How have the punk and other music scenes responded?
I'm sure there's different factions because you got North Side punk, South Side punk, but I don't think I've been really connected to any of that thus far. We did a coffee called Condenado for one of our songs and proceeds would go out to help out immigrant lawyers and such.

I'm sure there's a lot of benefit [events], but not that I'm aware of at the moment on what. Chicago's kind of big and small at the same time. There's all different types of factions. I don't know how much involved they've been, but there's a lot of community organizations going on. There's a lot of businesses that have been making care packages for the community, so I want to get more involved in that.

Unfortunately, I was out in Europe, and then also I'm leaving to L.A. Saturday, and then I'm going back to Europe for a week and a half, so I'm kind of bummed because ... I wish I could still be more involved, at least just getting my voice heard, letting people know, because even some of the businesses, I talked to them and they're like, ‘hey man, you were born here, that's awesome that you're out here being vigilant, trying to keep [people] more safe, warning people.’

Sometimes, you want to do more. There's so much happening and there's only so much. When I come back certain days, there's a grammar school by me. I want to go to talk to the grammar school and hopefully on my off-days, maybe I could walk some kids home that their parents are scared to be out, like taking them to and from. It might be just one day because my shift changes at work, but one day is better than no days.”

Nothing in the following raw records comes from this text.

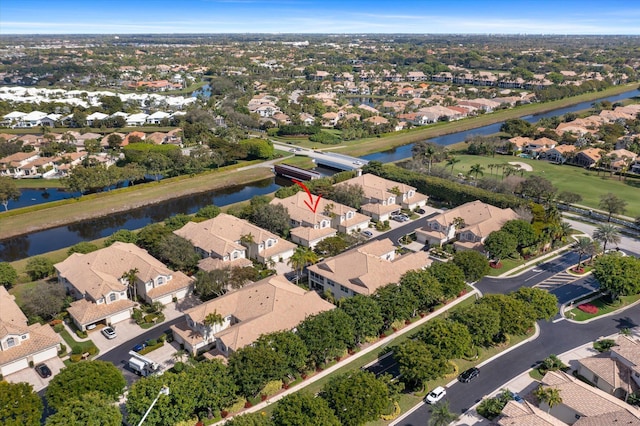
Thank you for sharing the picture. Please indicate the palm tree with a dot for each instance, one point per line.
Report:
(583, 247)
(476, 170)
(131, 276)
(302, 257)
(607, 233)
(452, 161)
(247, 240)
(441, 415)
(549, 395)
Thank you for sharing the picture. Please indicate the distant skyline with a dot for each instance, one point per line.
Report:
(329, 16)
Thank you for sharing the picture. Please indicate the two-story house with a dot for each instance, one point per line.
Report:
(21, 343)
(238, 318)
(98, 281)
(384, 197)
(469, 223)
(364, 269)
(309, 227)
(230, 239)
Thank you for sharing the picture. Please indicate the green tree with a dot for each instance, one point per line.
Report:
(607, 233)
(450, 277)
(122, 235)
(357, 397)
(482, 322)
(441, 414)
(451, 338)
(39, 267)
(45, 301)
(19, 405)
(418, 364)
(500, 245)
(516, 317)
(82, 248)
(91, 409)
(543, 303)
(618, 275)
(8, 191)
(208, 212)
(550, 396)
(327, 335)
(272, 217)
(474, 265)
(303, 409)
(77, 380)
(424, 286)
(8, 274)
(366, 315)
(612, 204)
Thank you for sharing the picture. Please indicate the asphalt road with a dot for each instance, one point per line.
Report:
(120, 354)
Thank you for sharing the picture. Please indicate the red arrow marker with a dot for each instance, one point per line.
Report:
(312, 206)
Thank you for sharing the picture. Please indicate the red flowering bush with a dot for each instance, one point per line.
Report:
(588, 308)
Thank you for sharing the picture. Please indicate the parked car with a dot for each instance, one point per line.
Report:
(109, 333)
(469, 375)
(139, 347)
(43, 371)
(435, 395)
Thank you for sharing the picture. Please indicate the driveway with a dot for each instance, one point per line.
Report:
(30, 376)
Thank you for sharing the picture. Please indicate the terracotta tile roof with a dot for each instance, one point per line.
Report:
(99, 273)
(584, 399)
(85, 312)
(370, 266)
(526, 414)
(269, 305)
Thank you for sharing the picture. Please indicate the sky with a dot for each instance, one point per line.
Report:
(327, 17)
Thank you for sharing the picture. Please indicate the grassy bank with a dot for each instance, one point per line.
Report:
(50, 215)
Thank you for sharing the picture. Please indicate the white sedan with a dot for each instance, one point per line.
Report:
(435, 395)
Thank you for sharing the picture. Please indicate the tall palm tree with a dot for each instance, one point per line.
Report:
(131, 276)
(302, 257)
(607, 233)
(549, 395)
(583, 247)
(452, 161)
(441, 415)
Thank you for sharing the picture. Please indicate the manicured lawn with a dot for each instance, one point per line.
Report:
(603, 305)
(564, 177)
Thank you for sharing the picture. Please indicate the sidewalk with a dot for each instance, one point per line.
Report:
(525, 384)
(377, 345)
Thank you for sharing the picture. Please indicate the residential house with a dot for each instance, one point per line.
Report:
(96, 280)
(616, 372)
(230, 239)
(267, 306)
(364, 269)
(559, 154)
(588, 157)
(470, 223)
(586, 405)
(20, 343)
(310, 227)
(383, 197)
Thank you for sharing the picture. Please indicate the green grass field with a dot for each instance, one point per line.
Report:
(585, 182)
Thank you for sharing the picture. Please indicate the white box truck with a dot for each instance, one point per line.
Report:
(141, 365)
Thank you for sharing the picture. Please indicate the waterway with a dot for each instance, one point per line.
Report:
(65, 236)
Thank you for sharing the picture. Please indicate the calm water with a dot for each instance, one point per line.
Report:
(65, 236)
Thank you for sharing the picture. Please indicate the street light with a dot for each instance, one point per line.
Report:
(163, 391)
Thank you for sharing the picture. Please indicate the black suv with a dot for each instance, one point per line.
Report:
(469, 375)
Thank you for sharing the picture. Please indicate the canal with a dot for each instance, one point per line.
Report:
(64, 236)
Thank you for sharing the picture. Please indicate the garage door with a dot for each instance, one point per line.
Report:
(15, 366)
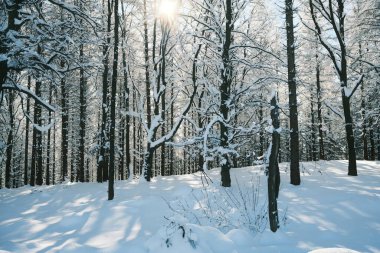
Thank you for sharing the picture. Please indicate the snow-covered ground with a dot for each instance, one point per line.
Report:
(329, 213)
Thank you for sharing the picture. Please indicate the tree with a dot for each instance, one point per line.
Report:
(334, 15)
(113, 102)
(295, 178)
(273, 169)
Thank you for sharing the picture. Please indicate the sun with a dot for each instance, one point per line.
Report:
(167, 9)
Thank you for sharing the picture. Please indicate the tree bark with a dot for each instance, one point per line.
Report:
(102, 171)
(319, 111)
(273, 170)
(26, 145)
(82, 118)
(113, 101)
(225, 89)
(9, 149)
(295, 177)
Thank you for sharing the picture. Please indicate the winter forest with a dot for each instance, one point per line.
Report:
(115, 98)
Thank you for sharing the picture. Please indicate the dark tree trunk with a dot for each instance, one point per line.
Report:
(319, 112)
(372, 141)
(172, 160)
(295, 177)
(336, 19)
(147, 78)
(313, 148)
(225, 89)
(36, 164)
(48, 145)
(352, 171)
(54, 171)
(82, 119)
(9, 149)
(273, 170)
(26, 145)
(363, 112)
(65, 129)
(113, 102)
(102, 170)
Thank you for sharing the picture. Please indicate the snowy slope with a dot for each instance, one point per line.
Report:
(329, 212)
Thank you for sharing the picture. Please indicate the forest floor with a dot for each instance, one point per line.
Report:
(329, 212)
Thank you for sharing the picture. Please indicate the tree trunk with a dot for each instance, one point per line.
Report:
(9, 149)
(102, 170)
(295, 178)
(48, 144)
(82, 118)
(363, 112)
(147, 78)
(319, 112)
(113, 102)
(64, 129)
(26, 148)
(273, 170)
(225, 89)
(313, 148)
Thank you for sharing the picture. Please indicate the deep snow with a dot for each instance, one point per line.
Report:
(329, 212)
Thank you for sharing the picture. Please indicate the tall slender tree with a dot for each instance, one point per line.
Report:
(295, 177)
(333, 13)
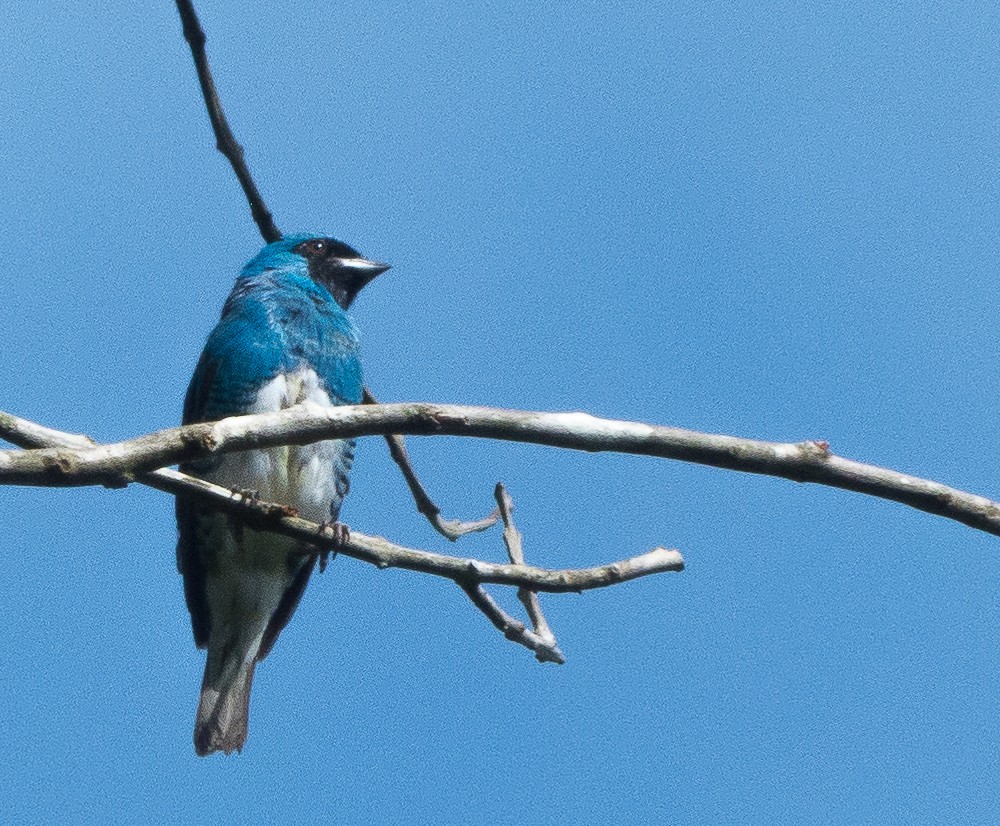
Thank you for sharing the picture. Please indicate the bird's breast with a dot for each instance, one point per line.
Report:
(303, 476)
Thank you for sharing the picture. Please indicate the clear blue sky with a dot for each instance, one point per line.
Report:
(774, 220)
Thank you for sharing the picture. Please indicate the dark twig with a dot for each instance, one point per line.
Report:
(372, 549)
(225, 141)
(449, 528)
(512, 539)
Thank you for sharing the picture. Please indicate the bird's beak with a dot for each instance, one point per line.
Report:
(362, 269)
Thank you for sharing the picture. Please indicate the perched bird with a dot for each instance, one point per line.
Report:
(284, 338)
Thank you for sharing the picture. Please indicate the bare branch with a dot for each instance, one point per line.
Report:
(372, 549)
(802, 462)
(224, 138)
(227, 144)
(450, 529)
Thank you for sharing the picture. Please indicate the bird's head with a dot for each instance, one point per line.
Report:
(341, 269)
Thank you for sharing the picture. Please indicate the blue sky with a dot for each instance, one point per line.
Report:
(764, 219)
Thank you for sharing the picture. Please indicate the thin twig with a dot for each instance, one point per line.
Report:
(451, 529)
(809, 461)
(515, 552)
(227, 144)
(225, 141)
(372, 549)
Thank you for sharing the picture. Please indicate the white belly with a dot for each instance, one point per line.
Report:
(301, 476)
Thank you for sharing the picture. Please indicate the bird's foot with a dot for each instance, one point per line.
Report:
(341, 535)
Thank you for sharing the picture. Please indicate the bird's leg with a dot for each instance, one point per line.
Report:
(341, 535)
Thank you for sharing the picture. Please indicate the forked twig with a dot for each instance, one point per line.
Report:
(515, 552)
(449, 528)
(541, 640)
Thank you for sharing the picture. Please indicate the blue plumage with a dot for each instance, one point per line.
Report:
(284, 338)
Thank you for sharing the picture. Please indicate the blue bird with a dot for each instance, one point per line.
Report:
(284, 338)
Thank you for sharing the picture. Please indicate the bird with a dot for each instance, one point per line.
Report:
(284, 338)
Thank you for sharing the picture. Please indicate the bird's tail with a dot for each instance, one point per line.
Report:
(224, 708)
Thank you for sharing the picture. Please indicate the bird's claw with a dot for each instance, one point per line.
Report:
(341, 535)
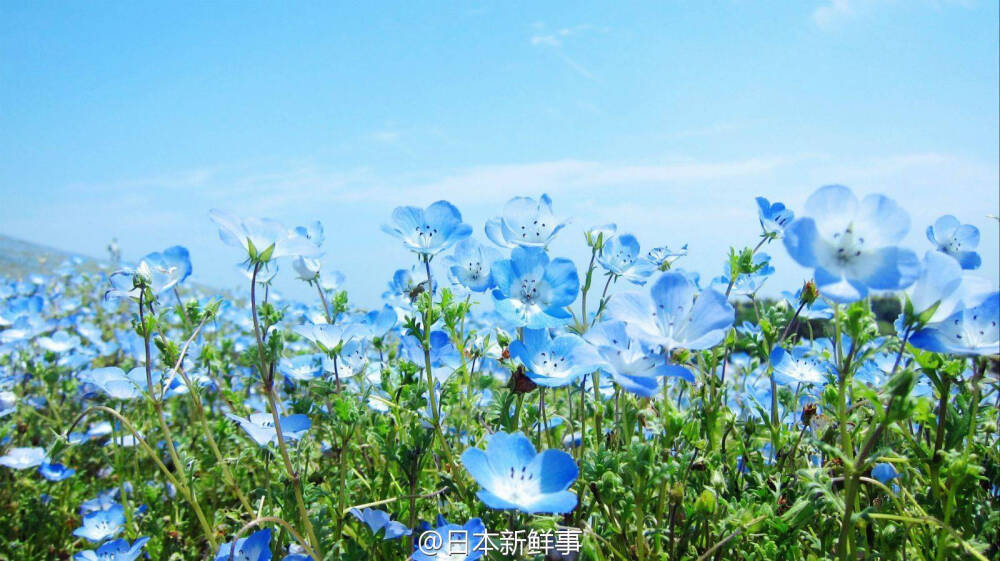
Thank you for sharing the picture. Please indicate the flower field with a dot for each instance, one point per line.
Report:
(505, 402)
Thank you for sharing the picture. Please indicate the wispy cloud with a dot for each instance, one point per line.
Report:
(553, 41)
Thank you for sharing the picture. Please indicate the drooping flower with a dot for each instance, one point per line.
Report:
(970, 330)
(471, 264)
(428, 231)
(940, 276)
(262, 238)
(554, 362)
(663, 257)
(115, 550)
(513, 476)
(255, 547)
(260, 427)
(745, 283)
(100, 525)
(958, 240)
(524, 222)
(620, 256)
(630, 363)
(457, 543)
(23, 458)
(852, 245)
(161, 271)
(800, 366)
(379, 519)
(674, 314)
(533, 291)
(884, 472)
(116, 383)
(774, 217)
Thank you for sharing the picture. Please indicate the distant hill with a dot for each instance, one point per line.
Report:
(19, 258)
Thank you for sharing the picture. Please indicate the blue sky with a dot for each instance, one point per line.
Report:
(134, 119)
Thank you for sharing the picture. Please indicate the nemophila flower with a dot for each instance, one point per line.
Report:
(55, 472)
(554, 362)
(597, 235)
(852, 245)
(663, 257)
(445, 358)
(255, 547)
(379, 519)
(970, 330)
(116, 550)
(262, 238)
(746, 283)
(800, 366)
(620, 256)
(532, 291)
(60, 342)
(958, 240)
(471, 263)
(524, 222)
(260, 427)
(161, 270)
(306, 269)
(23, 458)
(884, 472)
(329, 338)
(8, 403)
(673, 314)
(457, 543)
(630, 363)
(100, 525)
(940, 276)
(428, 231)
(774, 217)
(513, 476)
(819, 309)
(116, 383)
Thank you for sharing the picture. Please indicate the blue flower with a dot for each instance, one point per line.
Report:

There’s been a big resurgence of the Oi! subgenre in the last few years, primarily among young Latino men. Some people may still assume that if you’re a “skinhead,” you are racist. How do you deal with navigating that?
I think with the internet nowadays, a lot of people are more aware of what skinhead actually started as. It feels, right now, with the resurgence, it’s been more music-forward. It’s, honestly, popular right now with the whole Oi! scene where a lot of punks didn’t like Oi! because it was skinhead music. I don’t see it as much as how skinheads were viewed. Let’s suppose in the late 80s, early 90s, it was more about the subculture, about violence. I feel, right now, it’s more music-forward.

We had an incident here in Chicago recently where Rixe played one time, their first time in Chicago, and there were punks that were saying there were racist skinheads there. All of us knew each other, so there were no racist skinheads there. They said, basically, they wanted to go to skinheads shows but skinheads not to show up. That’s fucking dumb.

What he was told, to be honest, was that during the late 80s and early 90s, the reason why, there in Chicago, there’s no boneheads [term used to identify racist skinheads) attending shows is because of the skinheads. They are growing up in the era where they don’t really have to fight white power groups like the guys that came before us that did in the late 80s, early 90s. They cleaned that out of our scene. Even our first show that we did with Templars, Legion 76 and Fear City, some guys came in, they were trying to wear white power shirts and they got their asses fucking kicked.

I think even the skinhead fashion, you’d see it for a while at H&M, so it became very popular like how punk once was very underground and then, all of a sudden, it just became trendy. That’s how I feel about this skinhead scene at the moment. Once this dies down, who knows how many of these bands will actually remain.”

Do you identify as SHARP?
I feel that SHARP is something that started in New York. It is a great thing, right? Skinheads Against Racial Prejudice, but I think it’s tough when you pigeonhole people into different groups because there’s all different factions and even different anti-racists and antifascists that handle things a little bit different and think a little bit different.

We don’t identify as SHARP. Are we anti-racist and antifascist? Our lyrics say so, although I wouldn’t say we’re SHARP. I would say we’re hugely on the anti-racist, antifascist side of things.

Fuerza Bruta play this Saturday, October 25 at First Street Billiards for Perry Templar's Halloween Birthday Bash featuring Templars, Castillo, Fuerza Bruta, Ultra Sect, Hand Pay and Traxx.